Ah, it's a matter of the return in the @generated branch:

julia> function foo()
           error("oops")
           if @generated
               return :(nothing)
           else
               nothing
           end
       end
foo (generic function with 1 method)

julia> function bar()
           error("oops")
           if @generated
               :(nothing)
           else
               nothing
           end
       end
bar (generic function with 1 method)

julia> foo()

julia> bar()
ERROR: oops

So maybe the behavior is correct, it's just the documentation that needs adjustment? But having the explicit return prevent inclusion of the common block appears to be a massive foot-gun. Could that be a feature, or is it a pure mis-feature? (Good news, none of the uses I cited above have this return, so they should all be ok.)

Relatedly, if there are multiple if @generated, only the first returned expression will be included in the generated code. Only if no expression is explicitly returned, all of them are concatenated. So this is consistent, but to me looks neither intuitive nor useful.

MilesCranmer commented 2 months ago

I think this a bug. The presence of an explicit return on the last expression should not affect the behavior, since it doesn't affect behavior anywhere else. Some Julia packages even assume that using return on the last line is a stylistic choice – for example, JuliaFormatter even has a setting to rewrite this https://domluna.github.io/JuliaFormatter.jl/dev/#always_use_return

adienes commented 2 months ago

there is an enormous number of footguns and wats on return. see also https://github.com/JuliaLang/julia/issues/50415

martinholters commented 2 months ago

What happens, I believe, is this: Consider code like

function f()
    common_code
    if @generated
        if_generated_code
    else
        if_non_generated_code
    end
end

The generator basically becomes Expr(:block, :(common_code), if_generated_code).

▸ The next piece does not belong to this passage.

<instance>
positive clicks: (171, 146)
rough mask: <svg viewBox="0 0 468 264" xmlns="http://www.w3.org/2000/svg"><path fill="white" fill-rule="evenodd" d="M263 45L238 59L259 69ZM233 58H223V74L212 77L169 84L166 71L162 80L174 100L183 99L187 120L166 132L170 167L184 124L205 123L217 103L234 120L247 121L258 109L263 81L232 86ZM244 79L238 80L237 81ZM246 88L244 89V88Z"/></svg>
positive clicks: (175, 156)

Now if the if_generated_code contains (unquoted!) return, that returns straight out of the generator. E.g. for foo and bar as above, we have

julia> code_lowered(first(methods(foo)).generator.gen)
1-element Vector{Core.CodeInfo}:
 CodeInfo(
1 ─      nothing
│   %2 = $(Expr(:copyast, :($(QuoteNode(:(error("oops")))))))
└──      return :nothing
2 ─ %4 = Core._expr(:block, $(QuoteNode(:(#= REPL[1]:2 =#))), %2, $(QuoteNode(:(#= REPL[1]:3 =#))), nothing)
└──      return %4
)

julia> code_lowered(first(methods(bar)).generator.gen)
1-element Vector{Core.CodeInfo}:
 CodeInfo(
1 ─      nothing
│   %2 = $(Expr(:copyast, :($(QuoteNode(:(error("oops")))))))
│   %3 = Core._expr(:block, $(QuoteNode(:(#= REPL[2]:2 =#))), %2, $(QuoteNode(:(#= REPL[2]:3 =#))), :nothing)
└──      return %3
)

I think the final nothing in %4 in the former is actually %3, i.e. the result of the return, so yes, this is closely related to #50415 indeed.

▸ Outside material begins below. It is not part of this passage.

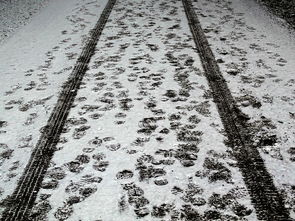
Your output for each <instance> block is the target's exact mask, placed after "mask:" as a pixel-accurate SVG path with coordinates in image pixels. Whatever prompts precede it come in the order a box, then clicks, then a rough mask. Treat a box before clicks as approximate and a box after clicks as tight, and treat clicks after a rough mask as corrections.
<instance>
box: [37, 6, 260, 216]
mask: <svg viewBox="0 0 295 221" xmlns="http://www.w3.org/2000/svg"><path fill="white" fill-rule="evenodd" d="M122 9H124V10H122ZM167 18H168V19H167ZM171 27H173V28H171ZM174 34H175V36H174ZM169 36H172V37H169ZM194 47H195V46H194V42H193V40H192V36H191V34H190V32H189V27H188V24H187V20H186V18H185V14H184V11H183V7H182V3H181V2H180V1H171V2H169V3H168V2H165V1H139V2H133V1H118V2H117V4H116V5H115V7H114V9H113V12H112V14H111V16H110V18H109V21H108V23H107V25H106V27H105V29H104V31H103V33H102V36H101V37H100V41H99V43H98V45H97V52H96V54H95V55H94V56H93V58H92V60H91V63H90V65H89V66H90V69H89V71H88V72H87V74H86V76H85V79H84V81H83V86H82V88H81V89H80V90H79V92H78V94H77V98H76V101H75V105H74V107H73V108H72V109H71V112H70V115H69V119H70V121H69V122H68V124H67V126H66V130H65V133H64V134H63V135H62V139H61V140H62V142H60V143H59V144H58V149H59V151H57V152H56V153H55V155H54V157H53V160H52V162H51V167H50V168H49V170H48V172H47V174H46V176H45V177H46V178H45V180H44V182H43V187H46V188H42V189H41V190H40V192H39V194H38V199H37V203H36V205H35V207H34V209H33V211H34V212H33V214H32V215H34V216H36V217H38V218H39V219H42V220H46V219H48V220H58V219H67V220H95V219H99V220H110V221H111V220H126V221H127V220H136V219H141V220H181V219H183V218H181V217H188V214H189V212H188V211H186V209H185V208H187V207H191V208H192V211H195V212H196V213H199V214H201V215H203V214H207V216H208V214H209V212H208V211H212V210H217V211H218V212H220V213H222V215H221V217H223V219H225V218H228V219H231V218H233V217H237V216H236V215H235V214H234V207H235V206H236V205H238V204H242V205H244V206H245V207H246V208H247V209H250V211H252V212H250V215H249V216H247V217H246V219H249V220H254V219H255V218H256V215H255V211H254V208H253V206H252V205H251V203H250V197H249V195H248V193H247V190H246V187H245V184H244V182H243V180H242V177H241V174H240V173H239V171H238V168H237V167H235V165H234V164H235V160H233V159H232V158H231V156H230V153H229V152H230V150H229V149H228V148H227V147H226V146H225V145H224V143H223V140H224V139H225V137H224V136H223V135H222V130H223V128H222V124H221V121H220V119H219V115H218V112H217V110H216V108H215V105H214V103H213V101H212V98H206V96H204V93H206V92H207V93H208V91H209V88H208V85H207V81H206V78H205V77H204V76H203V74H202V70H201V63H200V60H199V57H198V54H197V52H196V51H195V50H194ZM168 52H169V53H168ZM167 53H168V55H167ZM169 59H170V61H169ZM171 59H172V60H171ZM173 59H174V61H173ZM191 59H192V60H191ZM189 61H190V62H192V63H190V62H189ZM173 62H174V63H173ZM175 63H177V64H176V65H175ZM177 67H181V68H182V69H180V70H178V69H177ZM186 79H187V81H186ZM169 90H170V91H172V92H173V93H175V97H174V96H170V97H169V96H167V91H169ZM172 92H171V93H172ZM185 92H186V93H188V94H189V95H187V96H188V97H187V96H186V95H185ZM173 93H172V94H173ZM165 94H166V95H165ZM177 99H180V100H177ZM93 116H97V117H99V119H96V118H94V117H93ZM147 118H149V120H147V121H144V120H145V119H147ZM178 118H180V119H178ZM75 122H76V123H75ZM177 124H179V125H177ZM173 125H174V126H173ZM149 126H151V128H154V129H151V131H148V130H146V131H145V133H144V130H143V129H146V128H149ZM173 127H175V129H173ZM82 128H84V129H85V130H84V132H83V133H77V131H82ZM165 128H166V129H168V130H169V131H168V133H167V134H165V133H163V132H162V133H161V132H160V131H162V130H163V129H165ZM185 128H187V129H185ZM189 128H190V129H189ZM184 130H188V131H191V133H195V134H199V135H196V136H198V138H199V139H200V141H199V140H196V141H188V140H186V138H181V136H182V135H181V133H182V131H184ZM187 133H189V132H187ZM177 136H178V137H179V138H178V139H177ZM159 138H160V139H159ZM181 139H183V140H181ZM188 139H189V138H188ZM213 139H214V143H212V140H213ZM140 141H141V142H140ZM181 145H184V146H185V145H187V146H189V145H195V146H194V147H195V149H194V150H191V151H189V153H190V154H191V157H194V158H192V159H194V160H189V159H187V160H184V159H183V157H178V155H177V154H181V153H182V150H181V147H182V146H181ZM161 153H162V154H161ZM163 153H166V154H164V155H163ZM82 156H83V159H87V160H85V161H84V162H83V161H82V160H81V159H82ZM184 158H185V157H184ZM186 158H187V157H186ZM210 159H211V160H212V161H217V162H219V163H220V164H221V165H223V166H224V168H225V170H228V171H229V172H228V173H229V177H228V180H227V178H224V179H220V180H217V181H214V180H213V178H212V177H213V176H212V174H214V172H215V171H214V170H210V169H208V168H206V167H205V166H204V162H205V161H208V160H210ZM161 162H162V163H161ZM185 163H190V164H191V165H190V166H189V165H187V166H184V165H185ZM230 163H232V164H230ZM147 168H150V169H152V170H155V171H157V170H159V171H160V172H158V173H159V174H157V172H154V173H155V174H153V173H152V174H149V172H148V171H147V170H148V169H147ZM57 170H58V171H63V172H62V173H64V174H65V177H64V178H63V179H60V180H56V179H55V178H54V177H55V176H56V174H57V173H56V174H55V173H54V171H57ZM124 171H125V172H124ZM126 171H128V173H127V172H126ZM198 171H199V174H200V176H198V177H197V176H195V173H196V172H198ZM123 172H124V174H125V175H124V176H123V177H121V176H120V174H123ZM53 174H55V175H53ZM118 177H119V178H118ZM210 177H211V179H212V181H208V180H209V179H210ZM87 178H89V179H93V178H96V179H94V181H93V180H92V181H91V180H89V179H88V180H89V181H86V179H87ZM98 178H101V179H102V180H101V181H100V182H96V181H97V179H98ZM56 182H58V185H55V183H56ZM161 182H162V183H163V185H160V184H157V183H161ZM85 188H89V190H91V191H90V192H91V193H90V194H89V195H88V194H87V195H85V194H83V192H84V190H85ZM177 188H179V189H180V190H181V191H180V192H177V191H176V190H177ZM175 191H176V192H175ZM136 193H137V194H138V195H136ZM134 194H135V195H134ZM216 194H220V195H221V197H225V198H226V197H232V198H231V199H232V201H231V203H229V204H228V205H227V206H225V208H224V209H218V208H214V206H212V205H210V203H209V201H210V200H209V199H211V200H212V198H214V196H217V195H216ZM226 194H228V195H226ZM73 199H75V200H76V201H75V203H72V202H73V201H72V200H73ZM197 200H199V201H204V203H202V204H203V205H199V206H196V205H193V203H194V201H197ZM141 203H142V204H141ZM44 205H50V206H48V207H46V208H48V209H47V210H45V209H44V208H45V207H44ZM165 206H166V207H168V208H167V209H166V210H167V211H166V212H164V214H163V215H161V214H158V212H157V210H158V209H159V208H165ZM157 208H158V209H157ZM40 211H44V212H40ZM142 211H145V212H146V213H148V214H145V215H146V216H143V215H142V216H143V217H140V215H136V213H139V212H142ZM47 212H48V214H47Z"/></svg>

adienes commented 1 month ago

surely this is a bug? why remove the labels? the docs explicitly say

Notice that we added an error check to the top of the function. This code will be common to both versions, and is run-time code in both versions (it will be quoted and returned as an expression from the generated version).

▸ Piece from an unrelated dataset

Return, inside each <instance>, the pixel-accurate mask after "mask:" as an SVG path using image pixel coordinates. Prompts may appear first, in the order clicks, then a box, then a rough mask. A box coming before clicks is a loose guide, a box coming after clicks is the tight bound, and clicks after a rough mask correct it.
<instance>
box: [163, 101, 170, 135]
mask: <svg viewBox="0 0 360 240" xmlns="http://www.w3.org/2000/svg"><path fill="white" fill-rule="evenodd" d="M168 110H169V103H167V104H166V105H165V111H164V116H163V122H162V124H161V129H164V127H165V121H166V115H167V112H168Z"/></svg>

which is not matched by the implementation

vtjnash commented 1 month ago

The @generated is just a macro, and like other macros, this is just a common gotcha that return can skip followup code

adienes commented 1 month ago

I hear you --- but it's not really "followup code" imo --- the assertions here lexically precede the return.